Aujourd’hui, près de la moitié des entreprises interrogées par IDC considère le cloud comme une plate-forme de déploiement à part entière pour leurs applications. Mieux, Forrester Research a fait du cloud computing l’un des cinq changements majeurs dans ce domaine en 2010. Développer pour le cloud est désormais une réalité : Salesforce.com revendique déjà 200 000 développeurs sur sa plate-forme force.com, pour 13 500 applications commercialisées. Selon Evans Data Corp, 48,9 % des développeurs travaillent aujourd’hui sur des applications amenées à être déployées dans un cloud privé cette année. Une vague de fond, et une véritable rupture pour ce métier. Les contraintes inhérentes au cloud computing ont d’abord fait voler en éclats certains fondements de l’informatique d’entreprise, en particulier la suprématie des bases de données SQL. Inadaptées aux architectures massivement distribuées du cloud, elles devaient céder le pas au stockage par blocs de données. Il fallait aussi coller aux contraintes spécifiques des services cloud, facturés aux ressources consommées et bridés sur certains aspects.

Minimiser les changements pour les développeurs

Depuis, Google s’est rallié les suffrages des développeurs en ajoutant Java à Python dans App Engine. De même, les bases SQL ont opéré leur grand retour. Amazon a complété son offre d’une solution SQL, Amazon SimpleDB. Parti tard, Microsoft a élargi son offre Azure tous azimuts : vers les SGBD traditionnels avec SQL Azure et, comme l’a annoncé Ray Ozzie en novembre lors de la conférence développeurs PDC 2009, vers le concept Iaas (Infrastructure as a service), à la façon d’Amazon EC2. Enfin l’éditeur a ouvert Azure aux développeurs PHP et Java en leur proposant les SDK et plug-in Eclipse adéquats.

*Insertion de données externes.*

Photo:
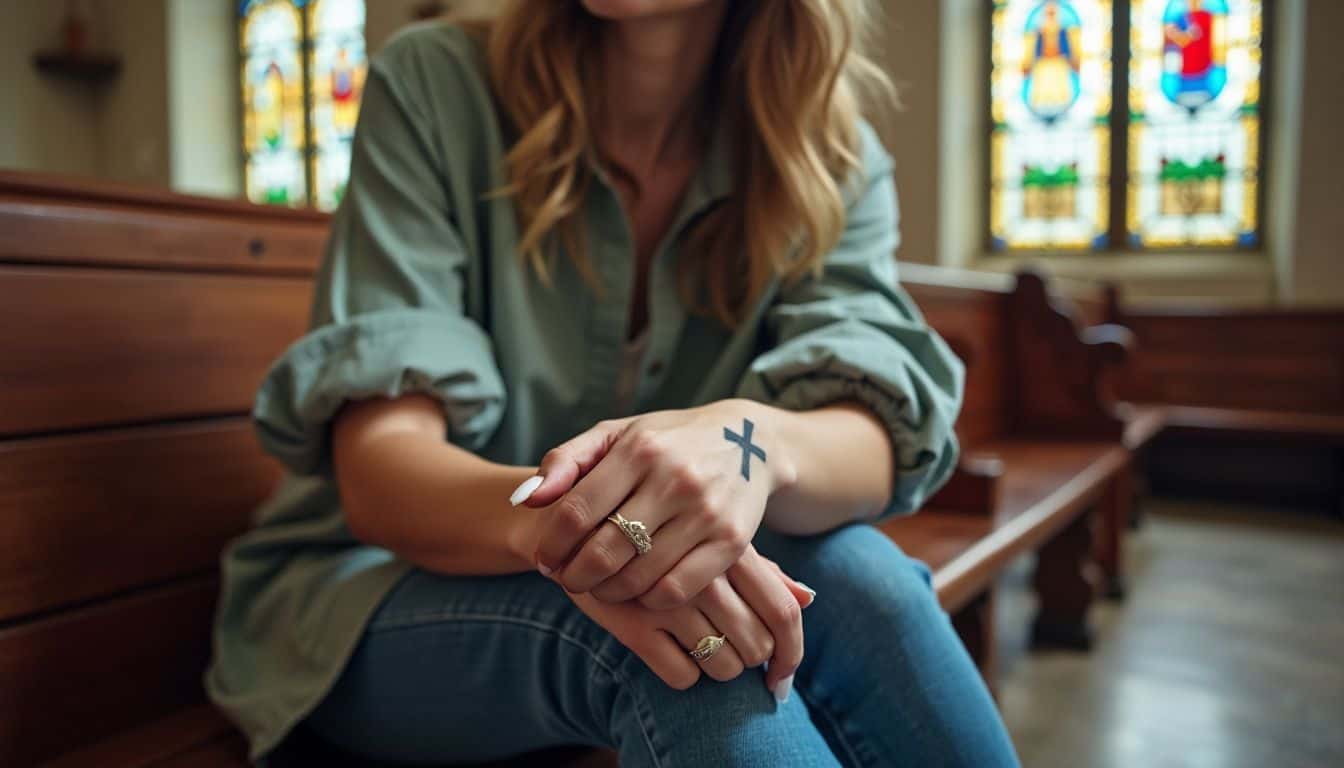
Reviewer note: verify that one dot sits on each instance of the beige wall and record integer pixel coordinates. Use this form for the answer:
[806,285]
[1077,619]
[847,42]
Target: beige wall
[46,124]
[133,143]
[911,58]
[113,131]
[1317,273]
[203,109]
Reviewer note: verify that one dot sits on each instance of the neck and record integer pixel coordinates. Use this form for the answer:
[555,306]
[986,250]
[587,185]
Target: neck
[653,71]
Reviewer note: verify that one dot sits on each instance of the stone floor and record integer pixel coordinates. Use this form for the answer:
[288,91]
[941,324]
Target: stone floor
[1227,653]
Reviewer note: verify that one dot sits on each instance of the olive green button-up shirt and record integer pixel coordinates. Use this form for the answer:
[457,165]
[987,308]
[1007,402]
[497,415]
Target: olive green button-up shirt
[422,289]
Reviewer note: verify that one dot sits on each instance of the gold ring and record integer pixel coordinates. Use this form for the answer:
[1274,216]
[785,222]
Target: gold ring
[633,530]
[708,646]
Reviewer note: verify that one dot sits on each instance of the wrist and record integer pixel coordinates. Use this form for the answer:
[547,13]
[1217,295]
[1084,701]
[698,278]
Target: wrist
[772,429]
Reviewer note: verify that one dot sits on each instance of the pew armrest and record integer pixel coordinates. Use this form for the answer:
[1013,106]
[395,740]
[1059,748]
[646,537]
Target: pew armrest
[1058,384]
[973,488]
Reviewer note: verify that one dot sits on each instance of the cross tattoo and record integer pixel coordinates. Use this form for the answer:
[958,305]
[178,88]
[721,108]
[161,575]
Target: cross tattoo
[747,447]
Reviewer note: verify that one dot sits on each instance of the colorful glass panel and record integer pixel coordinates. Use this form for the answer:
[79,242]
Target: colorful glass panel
[1050,101]
[338,67]
[1195,123]
[274,139]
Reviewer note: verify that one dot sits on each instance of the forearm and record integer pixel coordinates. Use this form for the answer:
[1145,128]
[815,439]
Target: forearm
[842,464]
[433,503]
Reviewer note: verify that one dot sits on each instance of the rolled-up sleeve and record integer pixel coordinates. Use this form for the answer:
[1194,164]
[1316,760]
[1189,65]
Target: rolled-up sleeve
[855,335]
[387,312]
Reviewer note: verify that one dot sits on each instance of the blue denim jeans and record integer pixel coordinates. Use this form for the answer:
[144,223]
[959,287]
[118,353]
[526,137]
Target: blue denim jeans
[473,669]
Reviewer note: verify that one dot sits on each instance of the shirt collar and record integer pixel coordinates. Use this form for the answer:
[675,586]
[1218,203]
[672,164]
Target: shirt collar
[712,180]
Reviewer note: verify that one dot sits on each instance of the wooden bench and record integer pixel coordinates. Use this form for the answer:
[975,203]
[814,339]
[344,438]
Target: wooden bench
[1042,449]
[137,327]
[1249,402]
[140,324]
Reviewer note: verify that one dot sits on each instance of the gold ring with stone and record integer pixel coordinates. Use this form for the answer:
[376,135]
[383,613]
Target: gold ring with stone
[633,530]
[708,646]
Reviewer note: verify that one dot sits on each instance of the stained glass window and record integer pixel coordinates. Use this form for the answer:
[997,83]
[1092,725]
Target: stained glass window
[1194,127]
[1186,133]
[303,73]
[1050,148]
[336,69]
[273,102]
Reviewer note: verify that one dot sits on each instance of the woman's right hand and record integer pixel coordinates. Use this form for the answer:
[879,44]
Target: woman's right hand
[754,605]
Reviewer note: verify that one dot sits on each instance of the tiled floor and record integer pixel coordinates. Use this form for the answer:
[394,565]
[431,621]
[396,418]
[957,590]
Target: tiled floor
[1227,653]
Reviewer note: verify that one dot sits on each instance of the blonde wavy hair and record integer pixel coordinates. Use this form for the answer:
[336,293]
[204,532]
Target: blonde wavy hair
[785,82]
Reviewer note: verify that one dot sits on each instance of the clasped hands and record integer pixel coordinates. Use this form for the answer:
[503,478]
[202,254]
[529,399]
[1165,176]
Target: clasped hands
[699,480]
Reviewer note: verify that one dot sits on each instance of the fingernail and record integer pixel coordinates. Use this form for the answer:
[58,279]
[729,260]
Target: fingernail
[524,490]
[811,591]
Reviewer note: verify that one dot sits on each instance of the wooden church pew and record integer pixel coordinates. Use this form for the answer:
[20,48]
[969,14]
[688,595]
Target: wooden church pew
[1250,401]
[141,323]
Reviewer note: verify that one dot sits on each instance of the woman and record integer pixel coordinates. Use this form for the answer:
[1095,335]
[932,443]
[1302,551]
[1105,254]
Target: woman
[649,244]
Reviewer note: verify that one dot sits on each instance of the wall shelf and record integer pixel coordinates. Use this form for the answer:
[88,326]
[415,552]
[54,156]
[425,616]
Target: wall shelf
[86,67]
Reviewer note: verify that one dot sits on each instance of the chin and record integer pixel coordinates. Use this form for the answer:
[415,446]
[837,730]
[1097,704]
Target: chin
[617,10]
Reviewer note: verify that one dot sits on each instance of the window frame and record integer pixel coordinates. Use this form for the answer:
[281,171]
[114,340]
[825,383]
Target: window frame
[1117,183]
[305,55]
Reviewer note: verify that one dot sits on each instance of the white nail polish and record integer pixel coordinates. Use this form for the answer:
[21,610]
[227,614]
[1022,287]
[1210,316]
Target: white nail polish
[524,490]
[781,689]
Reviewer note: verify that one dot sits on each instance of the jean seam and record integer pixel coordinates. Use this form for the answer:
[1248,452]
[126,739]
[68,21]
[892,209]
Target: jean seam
[424,618]
[815,705]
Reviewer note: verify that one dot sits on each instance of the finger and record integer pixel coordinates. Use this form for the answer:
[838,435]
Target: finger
[804,593]
[726,609]
[665,658]
[772,601]
[692,574]
[569,462]
[570,521]
[601,557]
[690,626]
[671,542]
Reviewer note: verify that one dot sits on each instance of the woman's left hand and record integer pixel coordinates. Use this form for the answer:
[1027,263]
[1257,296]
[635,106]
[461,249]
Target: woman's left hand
[698,479]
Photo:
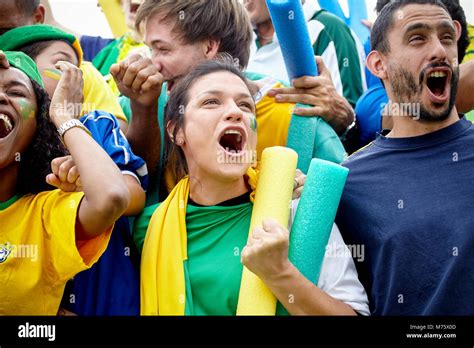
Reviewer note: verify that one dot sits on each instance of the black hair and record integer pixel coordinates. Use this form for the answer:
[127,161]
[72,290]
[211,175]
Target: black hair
[46,145]
[456,12]
[27,7]
[175,110]
[386,18]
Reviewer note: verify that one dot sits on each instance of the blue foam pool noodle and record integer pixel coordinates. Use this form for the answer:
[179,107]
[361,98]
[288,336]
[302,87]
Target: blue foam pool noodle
[292,32]
[314,218]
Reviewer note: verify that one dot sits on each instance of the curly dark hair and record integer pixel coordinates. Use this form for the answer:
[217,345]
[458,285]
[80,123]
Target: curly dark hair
[456,12]
[46,145]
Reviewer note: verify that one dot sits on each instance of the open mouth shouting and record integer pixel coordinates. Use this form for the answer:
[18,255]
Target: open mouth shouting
[438,81]
[6,125]
[233,141]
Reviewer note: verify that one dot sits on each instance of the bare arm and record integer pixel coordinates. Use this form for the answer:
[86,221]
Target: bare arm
[465,98]
[266,255]
[139,80]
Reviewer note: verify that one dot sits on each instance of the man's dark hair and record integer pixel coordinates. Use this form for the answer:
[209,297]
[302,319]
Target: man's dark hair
[455,11]
[386,18]
[27,7]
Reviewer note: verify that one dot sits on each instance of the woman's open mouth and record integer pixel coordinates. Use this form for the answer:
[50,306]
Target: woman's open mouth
[6,125]
[232,140]
[438,82]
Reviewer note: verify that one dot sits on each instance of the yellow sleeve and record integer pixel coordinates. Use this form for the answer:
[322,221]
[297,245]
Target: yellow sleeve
[273,122]
[97,93]
[64,257]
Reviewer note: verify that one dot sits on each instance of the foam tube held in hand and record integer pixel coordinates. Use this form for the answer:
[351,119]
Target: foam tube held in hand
[292,32]
[314,218]
[272,200]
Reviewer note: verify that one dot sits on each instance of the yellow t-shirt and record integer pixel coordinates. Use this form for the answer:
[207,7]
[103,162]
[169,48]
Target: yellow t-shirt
[273,119]
[97,93]
[39,252]
[470,49]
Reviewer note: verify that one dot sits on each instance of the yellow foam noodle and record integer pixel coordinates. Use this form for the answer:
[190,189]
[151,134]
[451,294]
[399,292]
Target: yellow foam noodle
[115,17]
[272,200]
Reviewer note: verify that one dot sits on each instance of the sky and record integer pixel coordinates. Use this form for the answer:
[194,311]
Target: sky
[83,16]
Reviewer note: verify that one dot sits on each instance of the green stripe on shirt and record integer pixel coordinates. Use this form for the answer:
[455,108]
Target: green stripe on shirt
[339,33]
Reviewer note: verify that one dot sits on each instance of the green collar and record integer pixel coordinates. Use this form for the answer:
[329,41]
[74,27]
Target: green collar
[7,204]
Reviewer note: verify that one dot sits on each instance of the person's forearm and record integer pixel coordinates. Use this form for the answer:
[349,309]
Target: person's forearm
[301,297]
[144,135]
[137,196]
[465,98]
[105,191]
[342,115]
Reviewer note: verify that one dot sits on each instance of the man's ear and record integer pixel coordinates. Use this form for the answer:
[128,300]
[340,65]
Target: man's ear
[376,65]
[211,48]
[179,141]
[39,14]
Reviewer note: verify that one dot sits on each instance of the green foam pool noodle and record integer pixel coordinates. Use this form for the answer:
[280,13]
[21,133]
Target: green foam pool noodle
[301,135]
[314,218]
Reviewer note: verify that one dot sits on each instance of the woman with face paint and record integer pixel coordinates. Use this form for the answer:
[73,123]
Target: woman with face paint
[196,242]
[47,236]
[111,287]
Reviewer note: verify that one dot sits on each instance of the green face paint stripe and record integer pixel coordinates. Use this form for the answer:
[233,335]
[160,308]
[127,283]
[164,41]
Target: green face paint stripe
[26,109]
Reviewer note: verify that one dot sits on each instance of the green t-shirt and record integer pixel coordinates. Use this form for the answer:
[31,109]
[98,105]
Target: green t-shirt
[216,237]
[336,32]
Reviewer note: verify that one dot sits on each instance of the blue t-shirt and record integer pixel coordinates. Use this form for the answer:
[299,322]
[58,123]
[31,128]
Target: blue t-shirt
[112,285]
[369,112]
[92,45]
[407,203]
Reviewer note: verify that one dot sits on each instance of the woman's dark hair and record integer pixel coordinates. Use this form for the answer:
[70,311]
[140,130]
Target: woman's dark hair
[46,145]
[175,109]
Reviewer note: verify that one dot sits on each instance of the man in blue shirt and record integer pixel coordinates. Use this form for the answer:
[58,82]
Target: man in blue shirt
[407,192]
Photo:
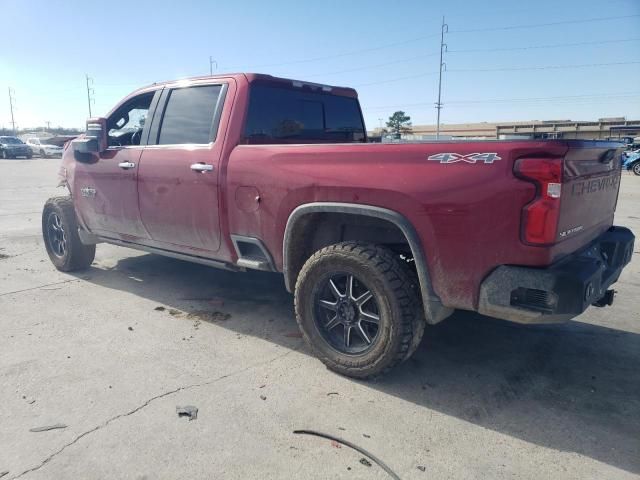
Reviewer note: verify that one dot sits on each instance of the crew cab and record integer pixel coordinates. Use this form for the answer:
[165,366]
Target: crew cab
[375,241]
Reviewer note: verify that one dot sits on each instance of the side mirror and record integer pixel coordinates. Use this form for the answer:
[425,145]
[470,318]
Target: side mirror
[95,138]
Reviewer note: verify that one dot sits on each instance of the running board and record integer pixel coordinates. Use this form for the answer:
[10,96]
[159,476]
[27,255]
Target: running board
[168,253]
[252,253]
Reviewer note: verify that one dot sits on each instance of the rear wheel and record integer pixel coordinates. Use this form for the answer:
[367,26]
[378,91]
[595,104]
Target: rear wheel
[357,307]
[61,239]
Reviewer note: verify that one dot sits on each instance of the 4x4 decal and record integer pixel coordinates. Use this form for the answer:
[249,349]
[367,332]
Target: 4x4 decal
[469,158]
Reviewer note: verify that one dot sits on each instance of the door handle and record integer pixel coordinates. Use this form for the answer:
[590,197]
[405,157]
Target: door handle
[202,167]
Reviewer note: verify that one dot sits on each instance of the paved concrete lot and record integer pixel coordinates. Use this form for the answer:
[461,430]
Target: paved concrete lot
[112,351]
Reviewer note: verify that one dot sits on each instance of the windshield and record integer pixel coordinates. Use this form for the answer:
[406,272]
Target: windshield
[10,140]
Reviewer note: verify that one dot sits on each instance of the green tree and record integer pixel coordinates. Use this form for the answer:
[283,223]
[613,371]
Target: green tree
[399,123]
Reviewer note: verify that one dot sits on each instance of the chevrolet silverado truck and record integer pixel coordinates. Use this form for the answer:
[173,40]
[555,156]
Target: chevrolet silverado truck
[375,241]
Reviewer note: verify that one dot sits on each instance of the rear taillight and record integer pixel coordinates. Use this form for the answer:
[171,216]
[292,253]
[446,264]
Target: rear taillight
[540,217]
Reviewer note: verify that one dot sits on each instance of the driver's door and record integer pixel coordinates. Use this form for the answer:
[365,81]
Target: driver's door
[105,190]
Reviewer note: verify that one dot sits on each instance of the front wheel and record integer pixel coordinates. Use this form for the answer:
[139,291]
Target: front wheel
[356,305]
[61,239]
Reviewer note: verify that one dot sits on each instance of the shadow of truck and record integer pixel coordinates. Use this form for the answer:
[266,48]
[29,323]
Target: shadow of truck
[572,387]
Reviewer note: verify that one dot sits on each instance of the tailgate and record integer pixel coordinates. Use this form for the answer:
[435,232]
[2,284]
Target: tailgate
[591,180]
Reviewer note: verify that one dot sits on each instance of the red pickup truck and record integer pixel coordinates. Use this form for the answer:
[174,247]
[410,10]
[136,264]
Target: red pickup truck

Les fournisseurs de clouds ajustent donc leurs offres en fonction des remarques des développeurs et des critiques adressées par les entreprises. C’est notamment le cas sur la sécurité, le frein numéro un à l’externalisation de leurs données. Amazon a lancé VPC, une version durcie d’EC2 accessible par VPN IPsec. Microsoft, lui, a décidé de muscler le contrôle d’accès aux données d’Azure : c’est l’objet de son projet Vidalia. Toutefois, pour les utilisateurs européens, le problème de la localisation des données à l’étranger reste entier. Et même si Microsoft, Google, et peut-être un jour Salesforce.com, construisent des centres de données en Europe, le problème ne sera pas forcément résolu, les réplications de données entre centres étant la règle.

L’autre obstacle majeur à l’adoption du cloud est le manque de portabilité des applications. Le mouvement Open Cloud Manifesto fut un symptôme de ce malaise : développer une application Python sur Google App Engine, c’est la lier au service de Google et développer sur Force.com, c’est faire un choix qu’il sera coûteux de remettre en cause dans le futur. Nombre de directeurs techniques ont donc préféré l’approche Iaas, dans laquelle on conserve une pile logicielle connue dont on déploie une image dans le cloud, qu’il soit interne, public, privé et opéré par un tiers… Un choix avec un impact moindre du point de vue du développement et qui autorise aussi la mise en place d’architectures hybrides où les applications seront exécutées indifféremment en interne ou sur des clouds externes. L’outillage rend ce type de scénario de déploiement à portée de main.

La perception des services cloud public

Les services d’Amazon sont actuellement ceux qui bénéficient de la plus forte adoption par les développeurs. Google apparaît comme le principal challenger : son adoption devrait être équivalente dans l’année qui vient. IBM, Microsoft et VMware bénéficient aussi d’une forte attente.